The Free State of Thuringia (German: Freistaat Thüringen) is one of the sixteen states of the Federal Republic of Germany.
Thüringen was a historic region of central Germany. It was named for the Thuringians, a Germanic tribe that established a kingdom there in the 5th century AD.
Thüringen was founded in 1130 as a landgraviate, land governed by a German count. It was an important principality during the 12th and 13th centuries.
The seat of the landgraves was the famous castle of Wartburg, near Eisenach, noted as the site of contests of minnesingers (German poets and musicians of the 12th to the 14th centuries).
The old line of landgraves then passed to the house of Wettin, which ruled in the margraviate of Meissen.
In the 15th century, the house of Wettin also acquired the electoral duchy of Saxony. When the Saxon dominions were partitioned in 1485, most of Thüringen passed to the Ernestine branch of the Wettin house.

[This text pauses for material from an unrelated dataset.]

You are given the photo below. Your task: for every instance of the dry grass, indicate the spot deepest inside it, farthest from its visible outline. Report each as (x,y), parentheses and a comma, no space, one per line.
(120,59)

During the Reformation, in the early 16th century, the Saxon duchies and principalities were separated.
They again merged into the state of Thüringen after the end of World War I in 1918.
After World War II, which ended in 1945, Thüringen was included in the Soviet Zone. It became a state of East Germany in 1949 but was dissolved in 1952.
After German unification in 1990, the state of Thüringen was created.
The chief cities of Thüringen are Erfurt and Weimar.